I wanted to go a little further and say that many verbs in colloquial of the form _fi3el_ are cognate with fuS7a verbs which are of the forms: fa3ila, fa3ula or the passive fu3ila. Most verbs that are fa3ila or fa3ula are intransitive (though not all), and of course fu3ila verbs are all "intransitive" in a sense by their nature as passives.

I think most colloquial verbs that are of the form fi3el are intransitive with some notable exceptions like 3iref.


----------



## Ghabi

be.010 said:


> Hello G!
> 1- In Syrian, the pair would be ti3eb/ta*33*ab - fasad(fised in some local dialects)/fa*ss*ad.



Hehe, forgive my fussiness, but they don't meet the criteria, since they not only have their vowels changed but also have their second stem doubled.


----------



## clevermizo

Well this alternation _f i 3 e l _/ _f a 3 a l_  intransitive>transitive is less common in the Levant, because the vowels for the form _fa3al_ are fixed as either (i/e) or (a/a) for each verb. The normal way to make the transitive variant of an intransitive verb is to use the form _fa33al_.


----------



## Ghabi

Yes, that's what piques my curiosity. The Egyptian _ta3ab-ti3ib_ looks like some kind of remnants of the _fa3ala-fu3ila_ pairing in فصحة...


----------



## WadiH

I'm with Clevermizo on this one.  I don't see any evidence to tie _fi3il _with _fu3ila_.


----------



## clevermizo

There is _some_ evidence for this. For example in the Levant you find the verb 2itel which means "to be killed" and 2atal which means "to kill" (but also n2atal انقتل which is probably the more normal "passive"). However f i 3 e l cognate with fu3ila is rare or limited to a handful of examples I think. Furthermore in the case of "te3eb" in Egyptian, I think this is cognate with "fa3ila" as the verb "ta3iba" in fuS7a means "to get tired." The form "ta3ab" in Egyptian to "make someone tired" may be a novel colloquial construction.

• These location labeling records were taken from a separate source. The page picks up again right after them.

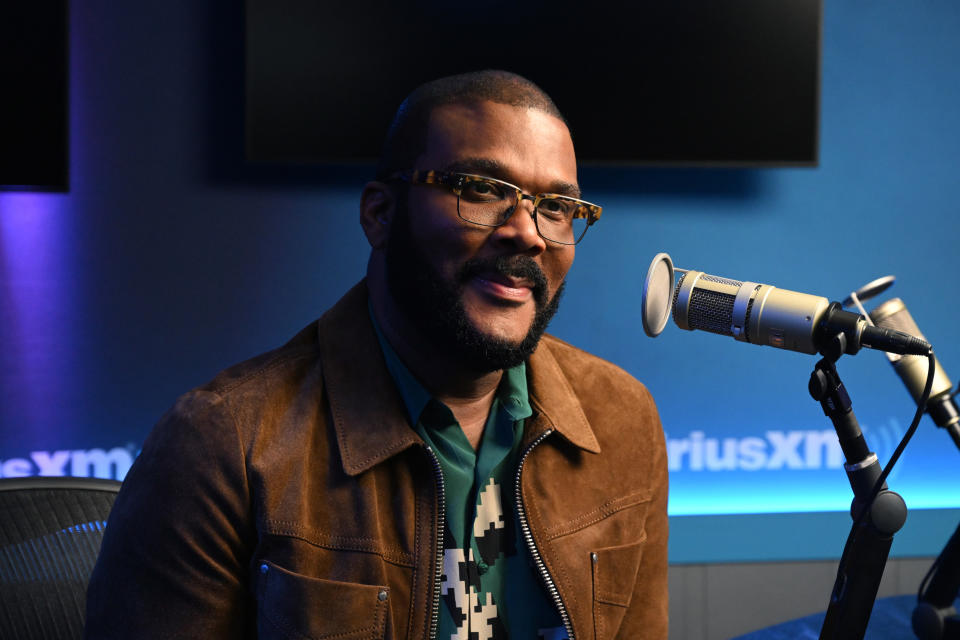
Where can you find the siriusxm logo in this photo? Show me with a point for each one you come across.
(92, 463)
(776, 450)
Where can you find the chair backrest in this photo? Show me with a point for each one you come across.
(50, 533)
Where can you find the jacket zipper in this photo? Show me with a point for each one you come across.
(532, 545)
(438, 572)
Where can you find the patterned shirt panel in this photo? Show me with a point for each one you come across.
(489, 589)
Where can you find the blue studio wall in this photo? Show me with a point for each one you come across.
(169, 260)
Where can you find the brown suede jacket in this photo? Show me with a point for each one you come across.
(289, 498)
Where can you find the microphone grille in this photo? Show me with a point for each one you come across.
(709, 309)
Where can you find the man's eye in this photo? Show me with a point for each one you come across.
(556, 209)
(482, 191)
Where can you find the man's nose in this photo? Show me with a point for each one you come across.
(520, 229)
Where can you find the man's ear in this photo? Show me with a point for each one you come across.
(377, 207)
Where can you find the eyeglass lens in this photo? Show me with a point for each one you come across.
(558, 219)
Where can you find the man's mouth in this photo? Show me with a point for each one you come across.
(515, 279)
(507, 288)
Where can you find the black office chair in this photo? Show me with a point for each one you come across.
(50, 533)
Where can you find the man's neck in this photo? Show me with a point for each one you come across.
(468, 394)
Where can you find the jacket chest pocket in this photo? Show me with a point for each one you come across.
(294, 606)
(614, 577)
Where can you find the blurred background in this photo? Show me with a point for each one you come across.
(170, 249)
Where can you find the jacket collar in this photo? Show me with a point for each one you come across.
(368, 413)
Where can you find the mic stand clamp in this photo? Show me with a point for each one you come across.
(865, 555)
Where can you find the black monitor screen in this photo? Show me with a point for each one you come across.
(33, 95)
(685, 82)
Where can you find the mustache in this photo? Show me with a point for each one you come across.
(515, 266)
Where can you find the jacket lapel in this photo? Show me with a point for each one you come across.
(553, 397)
(367, 409)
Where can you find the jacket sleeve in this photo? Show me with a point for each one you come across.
(174, 559)
(646, 617)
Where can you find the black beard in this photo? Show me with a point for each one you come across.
(436, 309)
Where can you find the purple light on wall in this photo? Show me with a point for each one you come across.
(35, 303)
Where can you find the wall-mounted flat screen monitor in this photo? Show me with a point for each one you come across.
(678, 83)
(34, 95)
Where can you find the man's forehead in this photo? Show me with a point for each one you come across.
(502, 141)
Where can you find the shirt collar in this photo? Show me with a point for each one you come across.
(512, 392)
(368, 413)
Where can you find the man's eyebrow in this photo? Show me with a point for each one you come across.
(493, 169)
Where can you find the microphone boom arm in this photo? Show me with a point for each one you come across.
(865, 554)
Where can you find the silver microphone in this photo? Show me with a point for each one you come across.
(760, 313)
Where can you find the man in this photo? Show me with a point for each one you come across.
(419, 463)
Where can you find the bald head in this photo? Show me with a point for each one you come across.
(406, 138)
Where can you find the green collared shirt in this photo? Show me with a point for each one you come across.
(489, 589)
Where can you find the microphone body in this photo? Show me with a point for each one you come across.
(763, 314)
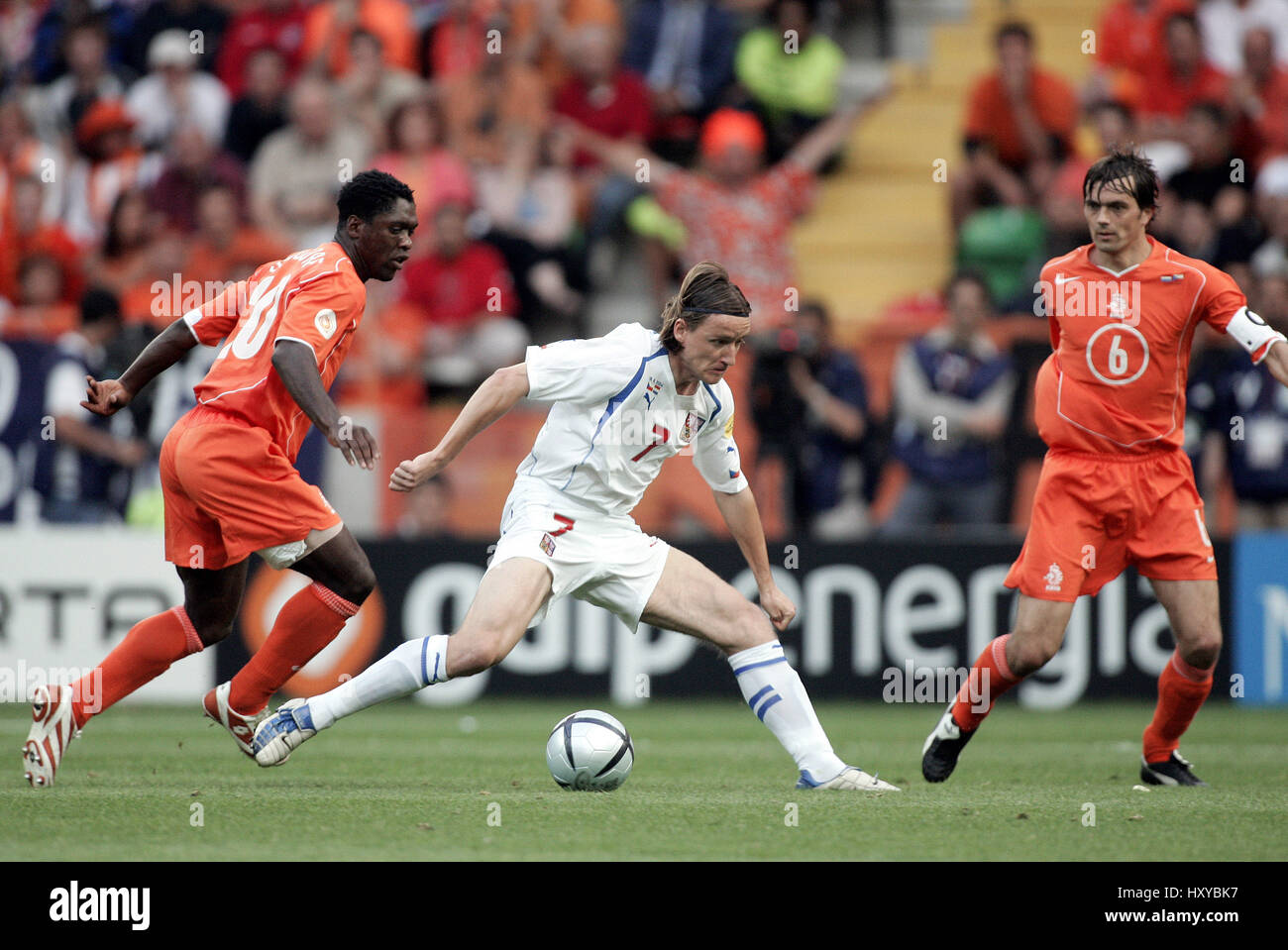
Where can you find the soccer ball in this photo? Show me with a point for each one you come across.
(590, 752)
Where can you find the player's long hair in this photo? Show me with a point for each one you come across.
(1128, 164)
(706, 290)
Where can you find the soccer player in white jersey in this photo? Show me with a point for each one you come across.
(623, 403)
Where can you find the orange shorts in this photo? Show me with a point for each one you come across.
(230, 490)
(1094, 515)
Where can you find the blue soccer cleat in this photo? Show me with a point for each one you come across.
(282, 733)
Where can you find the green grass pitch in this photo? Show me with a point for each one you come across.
(412, 783)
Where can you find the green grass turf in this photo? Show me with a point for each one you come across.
(407, 782)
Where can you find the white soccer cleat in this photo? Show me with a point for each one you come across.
(282, 733)
(52, 729)
(241, 727)
(849, 781)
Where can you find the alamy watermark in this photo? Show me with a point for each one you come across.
(939, 685)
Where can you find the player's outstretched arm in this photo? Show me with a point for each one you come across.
(741, 514)
(496, 396)
(1276, 361)
(104, 396)
(622, 156)
(296, 366)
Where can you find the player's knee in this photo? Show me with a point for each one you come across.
(359, 583)
(1203, 650)
(475, 653)
(1029, 654)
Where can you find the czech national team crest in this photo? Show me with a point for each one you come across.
(692, 424)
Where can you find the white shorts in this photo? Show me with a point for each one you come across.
(603, 560)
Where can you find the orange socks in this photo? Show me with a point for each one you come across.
(1181, 690)
(307, 623)
(147, 652)
(990, 679)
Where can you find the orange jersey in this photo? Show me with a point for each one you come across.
(313, 296)
(1116, 382)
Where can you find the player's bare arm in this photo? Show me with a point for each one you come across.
(496, 396)
(297, 369)
(1276, 361)
(822, 142)
(104, 396)
(741, 514)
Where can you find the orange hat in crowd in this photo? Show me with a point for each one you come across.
(102, 117)
(728, 128)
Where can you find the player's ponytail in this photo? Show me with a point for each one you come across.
(706, 290)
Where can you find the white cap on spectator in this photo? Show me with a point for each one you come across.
(170, 48)
(1273, 177)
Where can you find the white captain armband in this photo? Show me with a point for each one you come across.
(1253, 334)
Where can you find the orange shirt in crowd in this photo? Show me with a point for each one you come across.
(1163, 93)
(991, 119)
(389, 20)
(1127, 39)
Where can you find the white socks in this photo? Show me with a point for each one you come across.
(404, 670)
(777, 695)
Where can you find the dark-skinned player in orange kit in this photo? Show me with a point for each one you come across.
(228, 476)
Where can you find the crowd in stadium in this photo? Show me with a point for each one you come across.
(181, 143)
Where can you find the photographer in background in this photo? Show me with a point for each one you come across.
(810, 407)
(952, 390)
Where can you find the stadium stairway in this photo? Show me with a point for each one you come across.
(880, 229)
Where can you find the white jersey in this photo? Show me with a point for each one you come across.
(616, 418)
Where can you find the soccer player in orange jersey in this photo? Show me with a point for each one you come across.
(1116, 488)
(228, 476)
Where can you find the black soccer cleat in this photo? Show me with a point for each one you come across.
(1171, 772)
(943, 746)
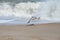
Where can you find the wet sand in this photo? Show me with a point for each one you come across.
(34, 32)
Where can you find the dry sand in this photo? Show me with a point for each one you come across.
(36, 32)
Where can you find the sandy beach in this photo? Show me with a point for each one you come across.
(49, 31)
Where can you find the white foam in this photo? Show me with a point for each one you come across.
(45, 10)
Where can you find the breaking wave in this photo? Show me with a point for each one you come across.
(28, 9)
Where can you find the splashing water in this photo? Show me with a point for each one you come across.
(44, 10)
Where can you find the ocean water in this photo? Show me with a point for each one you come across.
(20, 11)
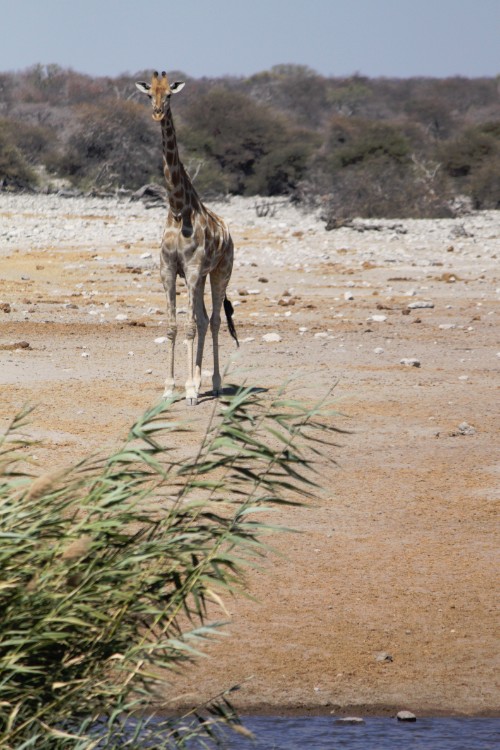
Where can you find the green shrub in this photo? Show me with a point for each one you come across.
(107, 569)
(114, 144)
(15, 172)
(251, 148)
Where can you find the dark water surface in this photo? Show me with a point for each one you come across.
(321, 733)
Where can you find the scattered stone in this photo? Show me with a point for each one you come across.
(271, 337)
(422, 305)
(15, 346)
(383, 656)
(406, 716)
(466, 429)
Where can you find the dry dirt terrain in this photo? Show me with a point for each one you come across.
(387, 599)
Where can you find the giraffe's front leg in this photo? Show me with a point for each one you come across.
(168, 277)
(191, 386)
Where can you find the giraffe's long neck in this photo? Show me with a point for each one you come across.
(182, 196)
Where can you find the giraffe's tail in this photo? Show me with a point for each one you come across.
(229, 310)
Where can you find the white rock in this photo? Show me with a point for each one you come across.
(410, 362)
(271, 337)
(422, 305)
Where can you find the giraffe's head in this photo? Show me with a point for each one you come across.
(159, 91)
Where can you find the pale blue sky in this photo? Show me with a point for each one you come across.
(393, 38)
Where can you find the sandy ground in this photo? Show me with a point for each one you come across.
(400, 555)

Ghabi are you sure that the Egyptian verb "to make someone tired" is _ta3ab_ and not _ta33ab_?


----------



## Josh_

clevermizo said:


> Ghabi are you sure that the Egyptian verb "to make someone tired" is _ta3ab_ and not _ta33ab_?


Yes, it is _ ta3ab_ and the verb for "to be tired" is _ti3ib_.  I can't seem to think of how to gauge the occurrence of these types of verbs, but they do occur. 

Anyway, here's what I think:

It is true that form I verbs in MSA can be either transitive or intransitive depending on vowel structure, but the transitive ones are not causative, so I do not think the existence of verbs like _ta3ab_ and _fasad_ are remnant of a _fa3ala-fu3ila_ pairing or any other pairing that involves only form I verbs.  Note also that neither _ta3ab_ nor _ti3ib_ (etc.) are passive verbs.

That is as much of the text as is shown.